The next #ScotPublicHealth #PublicHealthHour is held 11AM-noon, 3 Feb 2016, UK time. It will feature Chris Oliver, Cycling Surgeon and will involve tweeting and a WebEx. Please sign up for emails on the blog or follow @ScotPublic for more information. You will only receive the WebEx link through that route.
Metrics: It was hard work to keep tweeting and responding in two time zones (most tweets were from Australia and UK). It was gratifying to see the increase in visibility of @WePublicHealth, the increase in engagement and followers.
A poll, though only answered by a small number of people, suggested that the tweets over the course of the week had been well received by most. This is, however, a tiny % of total number of followers (despite a number of repeat tweets and retweets).

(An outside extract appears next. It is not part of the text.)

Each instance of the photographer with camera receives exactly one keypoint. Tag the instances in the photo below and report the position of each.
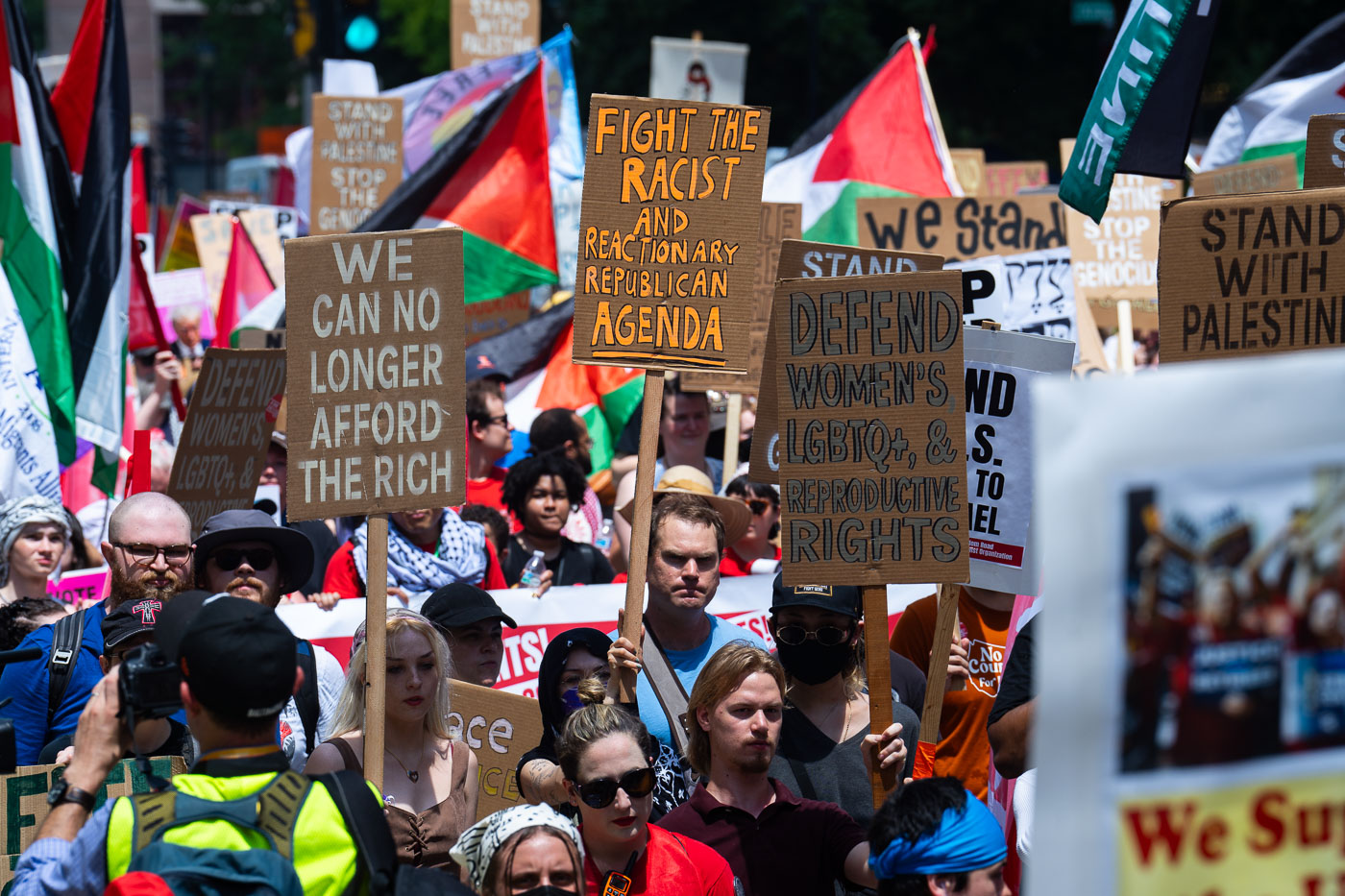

To conclude: The week has been busy but satisfying and well received, even though many of the main ideas did not go according to plan. The structure of something old, something new, someone followed and a little bit of #ScotPublicHealth has provided a good balance and has helped with writing up the Storify and this blog. The ideas of crowd sourcing information through use of hashtags #PublicHealthArchive, #PublicHealthNews and #PublicHealthTag seemed like a good idea at the time, but did not generate much in the way of interest. The more spontaneous material (eg for Car Sick) and news items appeared to engage well, generating a large audience for @WePublicHealth.
Graham Mackenzie 17.1.16
Signing off from Edinburgh, Scotland.